A collection of common functions designed to streamline ETL, ELT, and data science workflows using pandas. This library provides utility methods for loading, transforming, and writing pandas DataFrames.
Features
- Load CSV files into pandas DataFrames with a wrapper function.
- Create DataFrames from lists, series, or dictionaries.
- Generate empty DataFrames.
- Convert DataFrames to dictionaries with multiple orientation options.
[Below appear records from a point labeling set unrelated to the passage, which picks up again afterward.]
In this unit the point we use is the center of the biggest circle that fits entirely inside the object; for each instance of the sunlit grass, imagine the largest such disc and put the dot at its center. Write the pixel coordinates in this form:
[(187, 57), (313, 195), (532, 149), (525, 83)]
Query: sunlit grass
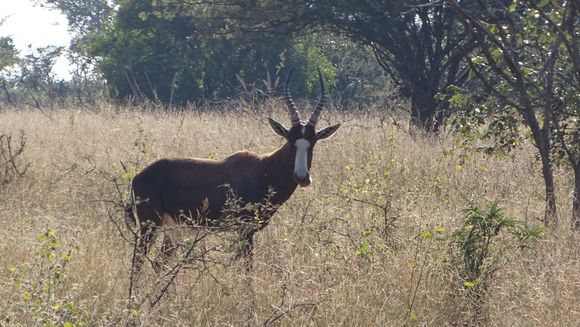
[(345, 251)]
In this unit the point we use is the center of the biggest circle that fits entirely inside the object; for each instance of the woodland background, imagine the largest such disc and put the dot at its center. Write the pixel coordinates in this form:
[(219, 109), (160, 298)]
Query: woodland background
[(450, 195)]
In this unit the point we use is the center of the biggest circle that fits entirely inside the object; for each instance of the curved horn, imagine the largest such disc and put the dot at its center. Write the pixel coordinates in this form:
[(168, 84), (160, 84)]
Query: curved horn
[(291, 106), (321, 101)]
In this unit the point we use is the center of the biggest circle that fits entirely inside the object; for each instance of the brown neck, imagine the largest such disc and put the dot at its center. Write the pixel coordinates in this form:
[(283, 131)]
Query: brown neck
[(279, 167)]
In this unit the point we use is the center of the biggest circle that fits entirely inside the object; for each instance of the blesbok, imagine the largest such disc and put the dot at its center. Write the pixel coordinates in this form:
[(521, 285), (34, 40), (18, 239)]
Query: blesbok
[(197, 191)]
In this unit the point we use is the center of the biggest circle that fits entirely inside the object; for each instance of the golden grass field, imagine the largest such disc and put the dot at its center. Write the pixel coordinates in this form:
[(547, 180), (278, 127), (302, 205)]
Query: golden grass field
[(375, 189)]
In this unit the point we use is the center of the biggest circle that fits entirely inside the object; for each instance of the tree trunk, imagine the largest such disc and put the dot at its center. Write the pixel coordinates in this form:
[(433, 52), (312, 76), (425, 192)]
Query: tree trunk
[(423, 109), (550, 216), (576, 199)]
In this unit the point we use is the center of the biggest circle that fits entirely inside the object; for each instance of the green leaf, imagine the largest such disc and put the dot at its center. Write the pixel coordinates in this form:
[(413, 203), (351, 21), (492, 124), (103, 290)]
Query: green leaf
[(426, 234)]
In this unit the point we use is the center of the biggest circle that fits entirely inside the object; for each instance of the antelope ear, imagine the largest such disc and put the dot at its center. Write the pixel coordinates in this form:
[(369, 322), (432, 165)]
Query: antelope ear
[(326, 132), (278, 128)]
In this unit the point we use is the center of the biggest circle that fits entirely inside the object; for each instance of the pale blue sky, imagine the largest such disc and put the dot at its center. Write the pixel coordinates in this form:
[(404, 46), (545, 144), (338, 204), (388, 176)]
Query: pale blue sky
[(34, 26)]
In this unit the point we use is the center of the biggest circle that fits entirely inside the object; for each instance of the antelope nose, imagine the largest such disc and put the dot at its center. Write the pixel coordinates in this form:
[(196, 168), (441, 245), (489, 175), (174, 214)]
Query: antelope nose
[(303, 181)]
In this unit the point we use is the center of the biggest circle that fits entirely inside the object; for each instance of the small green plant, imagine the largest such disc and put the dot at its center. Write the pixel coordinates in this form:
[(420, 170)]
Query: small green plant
[(44, 299), (479, 248)]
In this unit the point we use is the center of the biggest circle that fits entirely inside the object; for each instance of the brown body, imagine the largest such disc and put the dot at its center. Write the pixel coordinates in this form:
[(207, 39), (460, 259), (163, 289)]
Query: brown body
[(181, 187), (200, 191)]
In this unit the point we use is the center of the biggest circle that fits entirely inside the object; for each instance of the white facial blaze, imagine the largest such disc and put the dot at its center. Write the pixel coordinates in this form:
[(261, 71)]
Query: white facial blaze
[(301, 162)]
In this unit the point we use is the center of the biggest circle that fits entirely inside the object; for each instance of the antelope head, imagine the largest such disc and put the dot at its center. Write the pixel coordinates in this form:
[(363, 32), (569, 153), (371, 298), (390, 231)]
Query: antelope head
[(302, 136)]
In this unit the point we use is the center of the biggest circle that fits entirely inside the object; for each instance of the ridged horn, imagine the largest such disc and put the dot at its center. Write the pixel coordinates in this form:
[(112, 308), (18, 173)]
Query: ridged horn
[(321, 101), (294, 117)]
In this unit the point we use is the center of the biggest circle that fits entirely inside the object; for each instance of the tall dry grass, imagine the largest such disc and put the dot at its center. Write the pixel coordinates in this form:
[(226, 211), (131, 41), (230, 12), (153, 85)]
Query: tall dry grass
[(345, 251)]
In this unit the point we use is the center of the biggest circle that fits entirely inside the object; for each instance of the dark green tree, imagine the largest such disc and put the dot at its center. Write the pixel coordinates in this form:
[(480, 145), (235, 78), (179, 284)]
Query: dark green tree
[(8, 58), (420, 45), (528, 62)]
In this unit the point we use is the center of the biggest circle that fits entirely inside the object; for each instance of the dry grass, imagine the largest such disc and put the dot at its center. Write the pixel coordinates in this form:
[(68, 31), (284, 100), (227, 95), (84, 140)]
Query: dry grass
[(306, 269)]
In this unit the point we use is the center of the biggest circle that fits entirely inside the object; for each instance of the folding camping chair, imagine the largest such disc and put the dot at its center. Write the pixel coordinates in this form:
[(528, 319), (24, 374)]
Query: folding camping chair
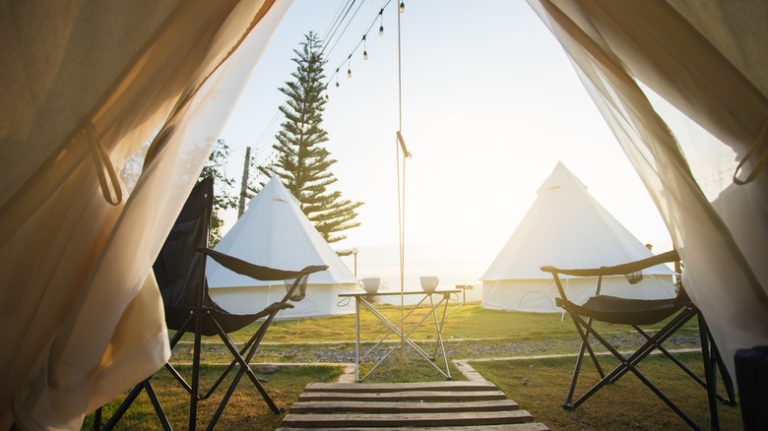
[(636, 312), (180, 272)]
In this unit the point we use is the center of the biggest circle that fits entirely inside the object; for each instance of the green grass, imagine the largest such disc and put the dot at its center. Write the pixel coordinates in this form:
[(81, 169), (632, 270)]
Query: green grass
[(246, 410), (540, 386), (470, 332)]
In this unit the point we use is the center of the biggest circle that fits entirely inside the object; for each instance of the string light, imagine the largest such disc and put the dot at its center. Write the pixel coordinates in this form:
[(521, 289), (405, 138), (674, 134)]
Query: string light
[(381, 22)]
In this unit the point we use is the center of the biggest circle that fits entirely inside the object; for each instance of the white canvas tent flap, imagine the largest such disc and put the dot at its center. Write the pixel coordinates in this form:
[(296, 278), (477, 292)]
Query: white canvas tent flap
[(92, 82), (708, 61), (566, 227), (274, 232)]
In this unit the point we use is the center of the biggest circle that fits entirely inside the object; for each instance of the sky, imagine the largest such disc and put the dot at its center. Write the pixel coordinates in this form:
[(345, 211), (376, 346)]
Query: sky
[(490, 104)]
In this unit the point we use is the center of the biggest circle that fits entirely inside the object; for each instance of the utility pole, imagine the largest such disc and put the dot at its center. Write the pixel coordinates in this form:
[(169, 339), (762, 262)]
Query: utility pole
[(244, 184)]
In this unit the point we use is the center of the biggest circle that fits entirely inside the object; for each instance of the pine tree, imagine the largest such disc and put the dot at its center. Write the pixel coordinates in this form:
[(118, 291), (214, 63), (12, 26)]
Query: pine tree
[(303, 163)]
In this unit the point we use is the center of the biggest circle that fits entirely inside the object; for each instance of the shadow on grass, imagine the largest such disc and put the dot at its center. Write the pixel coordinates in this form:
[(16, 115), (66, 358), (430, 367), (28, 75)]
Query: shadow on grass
[(246, 409)]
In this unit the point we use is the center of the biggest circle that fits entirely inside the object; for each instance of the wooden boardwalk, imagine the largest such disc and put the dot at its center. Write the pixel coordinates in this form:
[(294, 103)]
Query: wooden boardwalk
[(447, 406)]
- Write DataFrames to CSV files with customizable parameters.
Tech Stack
- Python 3
- pandas
Getting Started
Prerequisites
- Python 3.x installed
- pandas library installed (
pip install pandas)
Installation
Clone the repository:
git clone https://github.com/justin-napolitano/PandasAPI.git
cd PandasAPI
Usage
Import the PandasFunctions class from PandasFunctions.py and use its static methods:
from PandasFunctions import PandasFunctions
# Load CSV
df = PandasFunctions.Load.csv_to_df('file.csv')
# Create DataFrame
new_df = PandasFunctions.Load.create_df([{'col1': 1, 'col2': 2}])
# Transform DataFrame
records = PandasFunctions.Transform.df_to_record_dict(new_df, orient='records')
# Write DataFrame
PandasFunctions.Write.data_frame_to_csv(new_df, 'output.csv')
Project Structure
PandasAPI/
├── LICENSE
└── PandasFunctions.py # Core utility functions for pandas operations
Future Work / Roadmap
- Expand support for additional file formats (e.g., JSON, Excel).
- Add more transformation utilities for common data cleaning tasks.
- Enhance error handling and logging.
- Provide parameter flexibility for write operations.
- Include unit tests and example notebooks.